As the realm of cloud-based file storage grows in popularity, so too does the needs of its users. The people of Dropbox understand this, and are always adding new features to improve the experience. (Never heard of Dropbox? Don’t worry, we here at Techerator have you covered.) This time around, Dropbox has added a simple, yet worthwhile option to enhance the user file sharing experience, and it’s called sharing links.
Yes you heard right; Dropbox is allowing users to share links now. Here’s why: Originally, files and folders on Dropbox were shared with others via an internal “share” button. This means that they were shared and synced only between Dropbox users. But now with this new share link function, a file or entire folder can be sent out and accessed by anyone who has the proper link.

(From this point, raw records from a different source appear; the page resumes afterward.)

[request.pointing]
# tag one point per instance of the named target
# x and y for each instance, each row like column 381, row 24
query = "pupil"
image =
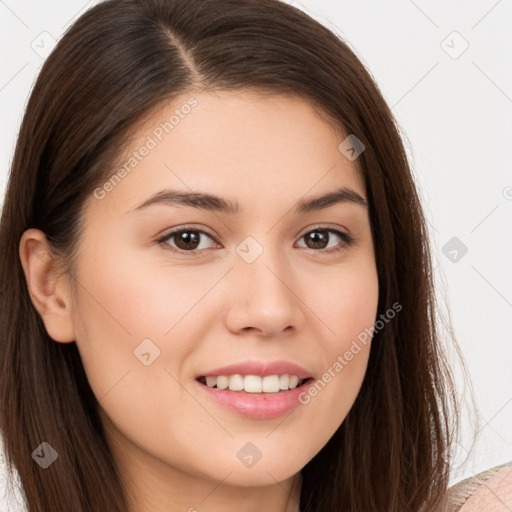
column 316, row 235
column 188, row 239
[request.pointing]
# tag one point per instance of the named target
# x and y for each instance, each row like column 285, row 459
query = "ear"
column 48, row 289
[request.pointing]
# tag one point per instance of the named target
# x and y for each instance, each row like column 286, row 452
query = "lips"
column 257, row 404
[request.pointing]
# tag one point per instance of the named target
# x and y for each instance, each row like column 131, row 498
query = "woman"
column 216, row 287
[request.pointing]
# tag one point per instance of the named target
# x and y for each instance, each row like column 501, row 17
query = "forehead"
column 248, row 146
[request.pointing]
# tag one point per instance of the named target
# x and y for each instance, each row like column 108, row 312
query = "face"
column 270, row 290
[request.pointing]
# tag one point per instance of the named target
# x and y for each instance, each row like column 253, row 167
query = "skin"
column 176, row 448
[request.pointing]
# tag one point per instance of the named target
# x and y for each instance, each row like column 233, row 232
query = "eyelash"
column 348, row 240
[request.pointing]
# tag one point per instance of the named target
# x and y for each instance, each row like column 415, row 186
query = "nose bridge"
column 264, row 297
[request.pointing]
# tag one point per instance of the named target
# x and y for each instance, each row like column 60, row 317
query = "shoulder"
column 490, row 490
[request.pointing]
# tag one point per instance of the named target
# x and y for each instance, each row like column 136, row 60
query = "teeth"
column 254, row 383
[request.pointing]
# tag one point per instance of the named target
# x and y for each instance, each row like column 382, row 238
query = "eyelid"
column 341, row 232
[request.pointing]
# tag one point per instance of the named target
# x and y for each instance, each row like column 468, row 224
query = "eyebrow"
column 209, row 202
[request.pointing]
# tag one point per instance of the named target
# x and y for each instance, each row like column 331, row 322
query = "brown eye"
column 318, row 239
column 186, row 240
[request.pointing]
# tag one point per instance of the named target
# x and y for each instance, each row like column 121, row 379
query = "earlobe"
column 47, row 287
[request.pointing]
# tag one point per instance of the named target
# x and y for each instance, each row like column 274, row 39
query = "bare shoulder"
column 490, row 490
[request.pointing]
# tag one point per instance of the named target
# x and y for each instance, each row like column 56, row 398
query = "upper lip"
column 262, row 368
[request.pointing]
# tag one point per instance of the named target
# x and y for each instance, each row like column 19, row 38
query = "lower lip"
column 258, row 406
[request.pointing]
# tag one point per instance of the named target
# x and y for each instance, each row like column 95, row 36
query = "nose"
column 264, row 299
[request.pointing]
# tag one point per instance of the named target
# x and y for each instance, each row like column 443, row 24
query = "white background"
column 455, row 110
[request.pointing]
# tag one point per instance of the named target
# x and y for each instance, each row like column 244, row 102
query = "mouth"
column 254, row 384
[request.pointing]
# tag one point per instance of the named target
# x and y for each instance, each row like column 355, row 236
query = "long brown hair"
column 121, row 59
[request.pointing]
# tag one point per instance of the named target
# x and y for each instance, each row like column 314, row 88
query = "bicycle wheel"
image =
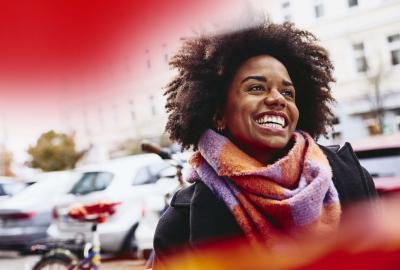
column 55, row 262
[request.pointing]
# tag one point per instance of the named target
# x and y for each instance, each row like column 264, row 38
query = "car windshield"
column 10, row 188
column 381, row 162
column 92, row 181
column 57, row 184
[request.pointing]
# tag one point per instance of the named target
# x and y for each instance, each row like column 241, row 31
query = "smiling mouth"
column 272, row 121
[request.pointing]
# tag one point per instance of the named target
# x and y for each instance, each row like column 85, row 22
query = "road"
column 11, row 260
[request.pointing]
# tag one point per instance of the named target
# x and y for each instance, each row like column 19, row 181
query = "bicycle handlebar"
column 151, row 148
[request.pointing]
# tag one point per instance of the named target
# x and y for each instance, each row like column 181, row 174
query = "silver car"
column 128, row 181
column 25, row 217
column 10, row 187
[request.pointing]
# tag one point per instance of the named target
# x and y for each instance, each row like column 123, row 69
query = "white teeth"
column 272, row 120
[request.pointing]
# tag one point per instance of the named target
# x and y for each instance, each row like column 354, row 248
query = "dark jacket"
column 196, row 215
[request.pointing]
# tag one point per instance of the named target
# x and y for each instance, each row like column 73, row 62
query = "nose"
column 275, row 99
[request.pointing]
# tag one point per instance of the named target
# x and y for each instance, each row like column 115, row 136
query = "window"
column 92, row 181
column 352, row 3
column 359, row 54
column 394, row 47
column 319, row 9
column 149, row 174
column 286, row 11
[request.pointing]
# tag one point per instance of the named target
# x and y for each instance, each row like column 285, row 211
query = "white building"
column 363, row 39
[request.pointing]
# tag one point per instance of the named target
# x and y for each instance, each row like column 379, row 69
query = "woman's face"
column 260, row 114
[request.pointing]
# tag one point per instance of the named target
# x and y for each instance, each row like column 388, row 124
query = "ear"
column 219, row 121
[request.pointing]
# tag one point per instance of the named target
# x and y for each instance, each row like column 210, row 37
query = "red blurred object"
column 18, row 215
column 55, row 213
column 99, row 211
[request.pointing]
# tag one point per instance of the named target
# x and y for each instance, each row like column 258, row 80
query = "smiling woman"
column 252, row 103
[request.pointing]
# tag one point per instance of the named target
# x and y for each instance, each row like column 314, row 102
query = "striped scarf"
column 291, row 196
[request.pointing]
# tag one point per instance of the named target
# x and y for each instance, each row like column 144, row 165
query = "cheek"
column 294, row 115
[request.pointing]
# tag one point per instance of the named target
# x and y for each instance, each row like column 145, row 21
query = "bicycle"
column 65, row 254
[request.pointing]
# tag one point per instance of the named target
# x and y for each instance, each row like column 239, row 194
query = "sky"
column 49, row 47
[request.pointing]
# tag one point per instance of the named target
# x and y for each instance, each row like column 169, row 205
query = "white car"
column 128, row 181
column 153, row 207
column 10, row 186
column 25, row 217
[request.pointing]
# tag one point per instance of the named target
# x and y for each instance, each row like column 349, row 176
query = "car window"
column 92, row 181
column 381, row 162
column 12, row 188
column 149, row 174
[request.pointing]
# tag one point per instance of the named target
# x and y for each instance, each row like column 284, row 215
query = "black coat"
column 197, row 215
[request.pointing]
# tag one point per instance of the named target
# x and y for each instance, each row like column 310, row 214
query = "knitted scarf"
column 291, row 196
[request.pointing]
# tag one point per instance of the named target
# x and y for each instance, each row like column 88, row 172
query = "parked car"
column 10, row 186
column 153, row 207
column 25, row 217
column 127, row 181
column 380, row 155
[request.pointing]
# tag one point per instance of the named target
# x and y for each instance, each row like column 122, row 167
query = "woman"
column 252, row 102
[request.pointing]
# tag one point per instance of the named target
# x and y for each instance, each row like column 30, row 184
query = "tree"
column 6, row 159
column 54, row 151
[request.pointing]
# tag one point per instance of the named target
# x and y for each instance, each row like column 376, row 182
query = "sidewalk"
column 123, row 265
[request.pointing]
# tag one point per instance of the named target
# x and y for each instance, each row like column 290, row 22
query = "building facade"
column 362, row 37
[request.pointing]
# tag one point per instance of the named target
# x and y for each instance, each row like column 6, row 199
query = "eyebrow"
column 287, row 83
column 263, row 79
column 258, row 78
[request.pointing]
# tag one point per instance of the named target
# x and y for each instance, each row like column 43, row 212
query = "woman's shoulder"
column 352, row 181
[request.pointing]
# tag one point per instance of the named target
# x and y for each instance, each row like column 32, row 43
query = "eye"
column 256, row 88
column 288, row 93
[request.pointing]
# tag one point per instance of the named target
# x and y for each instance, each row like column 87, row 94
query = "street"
column 11, row 260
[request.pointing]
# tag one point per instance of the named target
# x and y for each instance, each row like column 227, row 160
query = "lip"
column 275, row 113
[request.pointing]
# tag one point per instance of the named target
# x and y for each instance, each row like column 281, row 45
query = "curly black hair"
column 206, row 65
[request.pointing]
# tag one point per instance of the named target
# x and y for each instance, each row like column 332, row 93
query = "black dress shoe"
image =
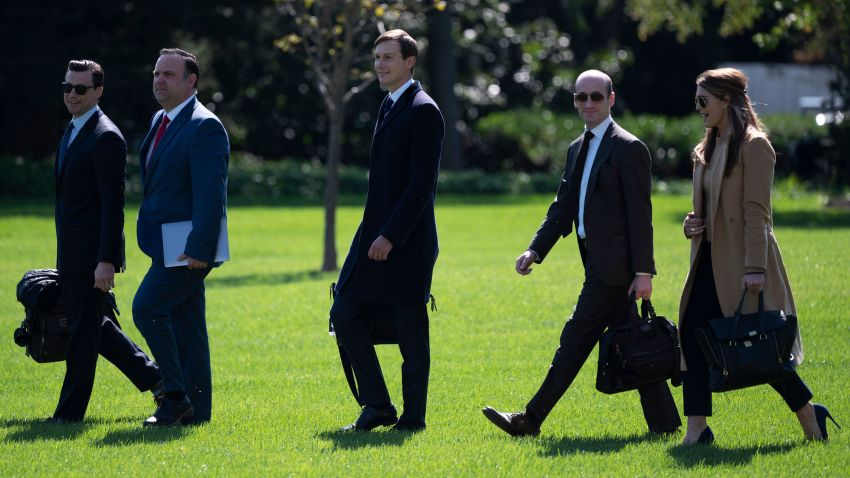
column 515, row 424
column 61, row 421
column 706, row 437
column 821, row 414
column 373, row 417
column 170, row 413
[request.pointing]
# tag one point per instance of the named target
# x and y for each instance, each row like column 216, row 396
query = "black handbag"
column 644, row 350
column 44, row 331
column 748, row 349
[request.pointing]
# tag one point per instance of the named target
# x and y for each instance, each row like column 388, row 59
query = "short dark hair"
column 88, row 65
column 405, row 41
column 192, row 65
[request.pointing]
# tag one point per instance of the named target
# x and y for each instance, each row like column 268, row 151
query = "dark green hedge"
column 541, row 137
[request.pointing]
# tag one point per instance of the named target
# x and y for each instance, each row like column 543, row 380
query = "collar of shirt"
column 593, row 147
column 177, row 109
column 599, row 130
column 395, row 95
column 80, row 121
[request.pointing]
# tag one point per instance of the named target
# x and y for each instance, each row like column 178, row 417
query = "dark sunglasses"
column 596, row 97
column 80, row 89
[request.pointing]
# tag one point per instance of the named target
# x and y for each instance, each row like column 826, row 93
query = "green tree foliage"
column 820, row 30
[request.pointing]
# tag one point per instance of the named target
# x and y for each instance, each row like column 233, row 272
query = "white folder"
column 175, row 235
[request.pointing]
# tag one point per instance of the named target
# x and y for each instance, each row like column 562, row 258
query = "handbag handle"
column 759, row 313
column 647, row 311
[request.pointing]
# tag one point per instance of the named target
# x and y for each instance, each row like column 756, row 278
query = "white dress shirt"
column 592, row 148
column 79, row 122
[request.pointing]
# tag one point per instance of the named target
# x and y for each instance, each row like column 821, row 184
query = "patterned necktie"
column 159, row 134
column 385, row 109
column 578, row 171
column 63, row 146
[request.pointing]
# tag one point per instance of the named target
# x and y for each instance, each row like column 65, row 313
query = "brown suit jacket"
column 617, row 213
column 741, row 228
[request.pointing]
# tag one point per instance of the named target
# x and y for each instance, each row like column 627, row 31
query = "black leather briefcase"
column 644, row 350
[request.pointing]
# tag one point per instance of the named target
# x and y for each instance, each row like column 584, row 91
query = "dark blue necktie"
column 63, row 146
column 385, row 109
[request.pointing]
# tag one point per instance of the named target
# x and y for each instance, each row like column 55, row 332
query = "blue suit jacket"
column 185, row 181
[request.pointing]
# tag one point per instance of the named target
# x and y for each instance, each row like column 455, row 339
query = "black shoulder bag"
column 748, row 349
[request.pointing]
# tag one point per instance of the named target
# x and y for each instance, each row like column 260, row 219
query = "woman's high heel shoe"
column 821, row 414
column 706, row 437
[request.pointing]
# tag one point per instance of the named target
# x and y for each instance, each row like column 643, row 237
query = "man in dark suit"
column 388, row 270
column 605, row 192
column 90, row 243
column 183, row 162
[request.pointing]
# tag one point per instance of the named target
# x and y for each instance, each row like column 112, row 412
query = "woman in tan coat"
column 732, row 244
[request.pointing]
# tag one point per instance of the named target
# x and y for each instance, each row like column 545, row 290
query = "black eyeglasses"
column 80, row 89
column 595, row 97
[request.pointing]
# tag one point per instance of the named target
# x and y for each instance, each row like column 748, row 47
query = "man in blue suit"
column 183, row 164
column 388, row 270
column 90, row 243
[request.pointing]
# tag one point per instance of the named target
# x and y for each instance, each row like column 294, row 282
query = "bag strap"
column 343, row 358
column 349, row 375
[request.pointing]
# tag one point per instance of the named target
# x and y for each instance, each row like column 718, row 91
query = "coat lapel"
column 716, row 173
column 601, row 155
column 84, row 133
column 170, row 133
column 403, row 103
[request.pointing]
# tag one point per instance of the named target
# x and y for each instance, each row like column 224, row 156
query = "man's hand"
column 753, row 282
column 642, row 285
column 380, row 249
column 104, row 276
column 523, row 262
column 193, row 263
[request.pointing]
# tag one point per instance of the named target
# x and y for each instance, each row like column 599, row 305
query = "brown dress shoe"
column 515, row 424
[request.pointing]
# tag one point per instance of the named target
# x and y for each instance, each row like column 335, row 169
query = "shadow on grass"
column 35, row 429
column 352, row 440
column 553, row 446
column 268, row 279
column 690, row 456
column 141, row 435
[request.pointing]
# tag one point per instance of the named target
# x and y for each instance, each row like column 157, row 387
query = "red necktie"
column 159, row 134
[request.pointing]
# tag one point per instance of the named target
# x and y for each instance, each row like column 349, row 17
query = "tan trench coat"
column 741, row 229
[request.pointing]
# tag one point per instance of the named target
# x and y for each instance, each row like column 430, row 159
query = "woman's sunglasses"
column 80, row 89
column 596, row 97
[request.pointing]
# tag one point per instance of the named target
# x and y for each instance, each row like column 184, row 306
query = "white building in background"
column 788, row 87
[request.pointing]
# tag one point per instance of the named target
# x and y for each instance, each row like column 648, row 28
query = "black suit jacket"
column 90, row 199
column 617, row 212
column 403, row 167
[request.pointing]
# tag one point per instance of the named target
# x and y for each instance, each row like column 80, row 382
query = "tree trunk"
column 336, row 117
column 443, row 73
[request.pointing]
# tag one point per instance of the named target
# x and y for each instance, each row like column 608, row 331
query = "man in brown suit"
column 605, row 192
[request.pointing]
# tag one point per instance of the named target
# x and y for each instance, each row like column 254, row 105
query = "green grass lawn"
column 280, row 395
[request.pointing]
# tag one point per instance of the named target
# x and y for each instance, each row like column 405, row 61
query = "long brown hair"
column 728, row 84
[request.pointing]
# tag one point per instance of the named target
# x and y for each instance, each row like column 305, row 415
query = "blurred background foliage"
column 513, row 66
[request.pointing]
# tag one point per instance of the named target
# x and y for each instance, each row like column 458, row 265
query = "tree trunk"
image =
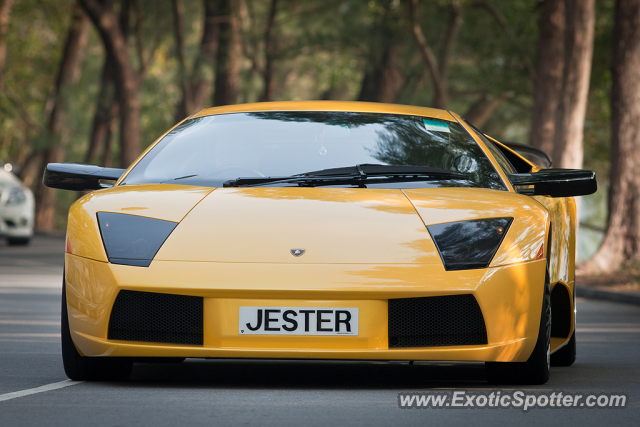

The link sharing process begins by logging into one’s Dropbox account through the browser, the file explorer program, or the mobile app. Select a file or folder for distribution and click the “Share Link” option.
A pop up box asks for intended recipients and a message to send to them. Note that this sharing function is not limited to email; Facebook and Twitter sharing are also supported. Once complete with composing a message, click “Send” to…well, send the link out into the world.
Once the recipient clicks the Dropbox link in the sent message, the file or folder that was shared should appear and provide full viewing access regardless if they have a Dropbox account or not.
A few options exist to the user for viewing/using the shared Dropbox files and folders. The standard method for file viewing is through the web browser interface. Photos, videos, and even Microsoft Office documents can be clicked and previewed with little effort.
If the recipient decides they need a shared file beyond browser viewing, Dropbox allows them to either pass the link along (note that each file in a shared folder has its own personal link as well) or to download the file to their local machine.
File sharing no longer has to be difficult. Thanks to Dropbox links, there’s no more messy file compression, no more large attachments for emails, and most important of all: no more USB thumb drives. Just link and send it out.